Come what may...

3:21 A.M., Thursday, Feb. 21, 2002: losing my sanity (and almost not regaining it)
I swear to God I lost my mind tonight. No, not as in my brain fell out of my head. (Though that would be interesting, and I'd have to find someone to take pictures and put them on the internet for the world to see.) I mean I actually lost it completely, "it" being my sanity. Don't ask me how, or how I gained it back, because I won't be able to give you a nice little prepackaged answer, as much as I would like to.

I know I have a tendency to take things too personally, as well as overanalyze pretty much everything. This is among my biggest faults. I can't seem to get over that, no matter how hard I try. This has led to several of my past downfalls, and I am very certain that's what led to tonight.

I got to thinking about work. I hate my job, as previously mentioned ad nauseum. I hate the fact that my supervisors think I'm a crappy-ass worker. I hate the fact that they've been threatening to fire me if I fuck up again. I hate the fact that there's so much out of my control, and I can't possibly begin to explain any of it because I know that a) I won't come up with a totally legit answer and b) they probably won't believe me, anyway.

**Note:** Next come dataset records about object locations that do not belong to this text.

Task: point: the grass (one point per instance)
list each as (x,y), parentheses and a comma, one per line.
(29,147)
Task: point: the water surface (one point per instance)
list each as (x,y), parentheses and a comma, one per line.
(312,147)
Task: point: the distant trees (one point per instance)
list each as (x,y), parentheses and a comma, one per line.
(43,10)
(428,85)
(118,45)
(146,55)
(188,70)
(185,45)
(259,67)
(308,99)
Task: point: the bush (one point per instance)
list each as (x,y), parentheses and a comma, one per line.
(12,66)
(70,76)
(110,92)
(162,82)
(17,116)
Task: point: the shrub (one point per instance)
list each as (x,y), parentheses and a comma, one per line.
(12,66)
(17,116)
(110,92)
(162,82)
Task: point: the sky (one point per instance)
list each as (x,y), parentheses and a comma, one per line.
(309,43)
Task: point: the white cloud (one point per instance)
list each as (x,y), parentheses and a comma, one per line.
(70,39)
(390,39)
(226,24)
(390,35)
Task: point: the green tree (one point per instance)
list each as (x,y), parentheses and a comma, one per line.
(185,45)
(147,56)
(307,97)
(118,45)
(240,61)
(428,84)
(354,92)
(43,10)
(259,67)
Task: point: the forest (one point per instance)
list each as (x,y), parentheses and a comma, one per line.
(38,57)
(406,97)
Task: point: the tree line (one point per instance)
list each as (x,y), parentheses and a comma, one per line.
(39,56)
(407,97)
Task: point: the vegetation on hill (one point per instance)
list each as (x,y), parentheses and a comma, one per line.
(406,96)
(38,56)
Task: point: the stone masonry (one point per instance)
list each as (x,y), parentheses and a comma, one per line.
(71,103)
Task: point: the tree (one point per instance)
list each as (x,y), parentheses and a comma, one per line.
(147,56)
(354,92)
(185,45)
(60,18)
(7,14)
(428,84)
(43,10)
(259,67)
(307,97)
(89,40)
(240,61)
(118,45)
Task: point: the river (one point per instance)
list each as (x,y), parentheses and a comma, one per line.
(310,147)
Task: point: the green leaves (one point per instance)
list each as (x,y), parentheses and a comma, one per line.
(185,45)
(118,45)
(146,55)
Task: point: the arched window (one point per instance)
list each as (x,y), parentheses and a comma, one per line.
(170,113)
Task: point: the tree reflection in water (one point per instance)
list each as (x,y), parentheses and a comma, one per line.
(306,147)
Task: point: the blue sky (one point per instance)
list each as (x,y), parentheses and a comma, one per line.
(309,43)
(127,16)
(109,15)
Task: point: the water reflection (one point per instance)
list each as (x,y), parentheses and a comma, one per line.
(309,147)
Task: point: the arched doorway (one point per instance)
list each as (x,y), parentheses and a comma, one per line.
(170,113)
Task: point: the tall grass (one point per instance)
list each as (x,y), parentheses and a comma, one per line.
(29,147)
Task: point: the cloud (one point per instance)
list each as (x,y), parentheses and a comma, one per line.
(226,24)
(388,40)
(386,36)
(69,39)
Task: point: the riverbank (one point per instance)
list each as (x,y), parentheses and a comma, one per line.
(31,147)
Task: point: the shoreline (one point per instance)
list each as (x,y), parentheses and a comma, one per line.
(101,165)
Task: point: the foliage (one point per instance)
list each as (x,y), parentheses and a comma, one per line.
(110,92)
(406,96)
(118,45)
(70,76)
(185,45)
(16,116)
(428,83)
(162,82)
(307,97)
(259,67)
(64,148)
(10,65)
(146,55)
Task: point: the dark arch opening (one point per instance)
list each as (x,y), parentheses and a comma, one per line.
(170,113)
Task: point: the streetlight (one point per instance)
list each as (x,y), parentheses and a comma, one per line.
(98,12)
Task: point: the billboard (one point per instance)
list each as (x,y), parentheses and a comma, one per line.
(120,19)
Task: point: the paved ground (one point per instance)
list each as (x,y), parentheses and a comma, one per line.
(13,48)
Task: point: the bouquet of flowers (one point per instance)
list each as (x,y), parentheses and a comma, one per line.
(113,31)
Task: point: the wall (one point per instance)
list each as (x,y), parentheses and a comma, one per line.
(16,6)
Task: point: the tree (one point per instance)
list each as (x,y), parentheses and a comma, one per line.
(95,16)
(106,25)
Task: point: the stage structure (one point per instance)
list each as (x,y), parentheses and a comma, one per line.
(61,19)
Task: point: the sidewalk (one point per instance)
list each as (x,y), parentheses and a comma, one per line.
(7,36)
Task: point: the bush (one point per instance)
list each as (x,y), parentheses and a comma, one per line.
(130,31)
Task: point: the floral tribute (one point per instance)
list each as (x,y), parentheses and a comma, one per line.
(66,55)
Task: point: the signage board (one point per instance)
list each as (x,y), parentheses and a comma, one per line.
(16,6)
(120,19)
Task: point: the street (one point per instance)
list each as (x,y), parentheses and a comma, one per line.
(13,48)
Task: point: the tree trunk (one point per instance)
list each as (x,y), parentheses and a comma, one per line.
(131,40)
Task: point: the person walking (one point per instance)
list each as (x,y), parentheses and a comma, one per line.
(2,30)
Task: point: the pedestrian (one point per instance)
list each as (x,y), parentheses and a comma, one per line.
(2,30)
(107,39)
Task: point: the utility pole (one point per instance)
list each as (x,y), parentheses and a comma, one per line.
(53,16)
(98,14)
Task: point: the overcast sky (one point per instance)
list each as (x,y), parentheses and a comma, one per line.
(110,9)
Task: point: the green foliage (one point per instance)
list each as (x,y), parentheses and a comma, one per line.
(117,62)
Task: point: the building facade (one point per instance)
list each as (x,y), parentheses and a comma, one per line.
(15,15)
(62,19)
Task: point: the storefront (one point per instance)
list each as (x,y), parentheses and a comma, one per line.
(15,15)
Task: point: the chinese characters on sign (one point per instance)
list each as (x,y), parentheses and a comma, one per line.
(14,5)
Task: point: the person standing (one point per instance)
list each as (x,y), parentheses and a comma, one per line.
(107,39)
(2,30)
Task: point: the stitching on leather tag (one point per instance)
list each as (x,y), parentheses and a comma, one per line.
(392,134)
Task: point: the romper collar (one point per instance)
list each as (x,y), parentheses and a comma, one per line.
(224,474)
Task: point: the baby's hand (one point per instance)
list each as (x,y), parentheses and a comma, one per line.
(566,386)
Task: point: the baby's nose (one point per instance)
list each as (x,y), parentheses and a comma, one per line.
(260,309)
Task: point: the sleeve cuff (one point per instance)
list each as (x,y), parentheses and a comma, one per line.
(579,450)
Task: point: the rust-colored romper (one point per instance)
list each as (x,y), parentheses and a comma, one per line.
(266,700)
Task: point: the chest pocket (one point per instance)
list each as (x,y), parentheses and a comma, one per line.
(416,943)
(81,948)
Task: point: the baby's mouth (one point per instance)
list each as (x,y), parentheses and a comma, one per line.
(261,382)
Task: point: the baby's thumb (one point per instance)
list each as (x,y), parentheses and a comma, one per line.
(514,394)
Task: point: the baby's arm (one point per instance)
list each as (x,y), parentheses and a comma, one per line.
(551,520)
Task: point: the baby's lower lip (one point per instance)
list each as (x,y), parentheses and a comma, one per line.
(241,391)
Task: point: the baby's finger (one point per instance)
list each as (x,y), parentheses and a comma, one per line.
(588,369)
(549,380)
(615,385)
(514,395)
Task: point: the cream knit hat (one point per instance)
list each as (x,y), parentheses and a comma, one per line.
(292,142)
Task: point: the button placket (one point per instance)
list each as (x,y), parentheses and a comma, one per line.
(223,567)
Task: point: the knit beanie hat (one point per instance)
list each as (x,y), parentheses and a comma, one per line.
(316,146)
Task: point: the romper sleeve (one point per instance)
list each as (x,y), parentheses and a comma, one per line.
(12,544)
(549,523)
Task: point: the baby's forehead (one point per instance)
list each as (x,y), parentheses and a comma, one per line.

No one ever really believes me when I try to tell them the fucked-up things lurking about in the caverns of my mind. They say they do, but I'll bet that they still have doubts and believe even further that I'm being my "typical melodramatic self".

So I lost it. I started going into my usual pre-panic attack symptoms; heavy breathing, increased heart rate, nausea, shaking, persistent-yet-unnamed fear. However, things went horribly wrong after that.

I started going into my major panic attack symptoms. I was crying uncontrollably, writhing about, unable to control anything I was doing. From there I started staring into space, bawling, and hyperventilating. I watched my hands as if infantile, amazed that my fingers could actually move the way they did. I froze. I couldn't do anything except stare, cry, and feel my sanity slipping.

I somehow managed to get enough strength to un-freeze. That's when the demons came in. Yes, you read right: demons. I swear to God I could feel the presence of demons in my room, and I thought they were hiding in and around my empty pop cups. I thought they were going to manifest into sentient beings at any moment and annihilate me. As silly as this may sound, at that point in time the fear was very much real. I starting pacing, almost violently so. I started believing that inanimate objects were staring and making comments. I would tell them to shut up. I would stare at the ceiling for no apparent reason. I would start talking to people that weren't there. I have never been so out of my head (or scared beyond belief) in my life. I couldn't believe the things that were happening. I reverted into almost a child-like state, and I swear I started forgetting who I am and where I was.

Something is wrong. Something is seriously off-balance with me. I need to figure out what it is and try to fix things so that shit like this never happens again. I am scared to death that I will flip out again, only the next time I'll never recover and spend the rest of my life institutionalized.

And all this after I thought I was getting better.